Egyptian tourism: the cost of crisis

More evidence of the economic impact Egypt’s crisis is having on the tourism industry emerged on Tuesday when Thomas Cook said it expected to lose £20m in revenue due to the crisis there and in Tunisia. It was following in the footsteps of Tui Travel, which that last week said it would take a £25m hit.

Those two companies will bounce back because they can send their clients elsewhere. But the same cannot be said of Egypt’s domestic tourism industry, which is one of the country’s main sources of foreign revenue and accounts for over 11 per cent of gross domestic profit.

Thomas Cook and Tui Travel are also incurring costs from repatriating customers and cancelling planned packages for travellers from countries where governments have issued travel warnings over Egypt.

In Tui’s case this includes people from Germany, France, Belgium, the Netherlands and Scandinavia.

Both travel operators have said that if the UK government were to issue a similar travel warning for all of Egypt, which it has not yet done, it would wipe another £5m from revenues.

Nick Batram at Peel Hunt, a London-based brokerage, said he had cut his forecast for Thomas Cook’s second quarter operating profit to £397m from £416m.

But even though unforeseen events – from volcanic eruptions to swine flu outbreaks – can be costly, tour operators such as Tui and Thomas Cook maintain relatively flexible business models and are used to adapting, Batram says. He told beyondbrics:

There are people who might have wanted to book in Egypt who wouldn’t in the future. These companies and their business models  aremore flexible – they would rather not have their businesses disrupted but they are pretty flexible in the way that they can move people to different destinations.

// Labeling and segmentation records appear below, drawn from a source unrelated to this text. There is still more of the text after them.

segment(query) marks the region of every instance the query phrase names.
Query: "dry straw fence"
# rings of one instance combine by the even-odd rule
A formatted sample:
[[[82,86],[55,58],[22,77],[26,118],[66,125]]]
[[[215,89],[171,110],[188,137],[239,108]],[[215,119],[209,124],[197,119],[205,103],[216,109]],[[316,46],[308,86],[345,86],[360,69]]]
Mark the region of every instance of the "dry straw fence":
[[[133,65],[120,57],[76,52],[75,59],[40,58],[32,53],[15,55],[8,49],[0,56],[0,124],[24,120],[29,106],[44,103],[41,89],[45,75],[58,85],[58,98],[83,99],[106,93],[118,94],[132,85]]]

Thomas Cook mentioned Spain and even Florida as possible alternative destinations.

Egypt’s economy, on the other hand, will have a harder time recovering, and that includes all the hotels, tour operators, guides and taxi drivers who depend on tourists for a substantial chunk of their income.

In an interview with state media last week, Omar Suleiman, Egypt’s vice president said the country had lost “at least $1bn” in tourism revenues since the start of the conflict, though that figure cannot be more than a very rough approximation.

In 2009 close to 12.5m tourists visited the country, bringing in $10.8bn in revenue.

Analysts at Credit Suisse say Egypt’s deficit will be affected by the drop in tourist numbers, forecasting that it will rise to 8.7 per cent of GDP this year from 8.1 per cent.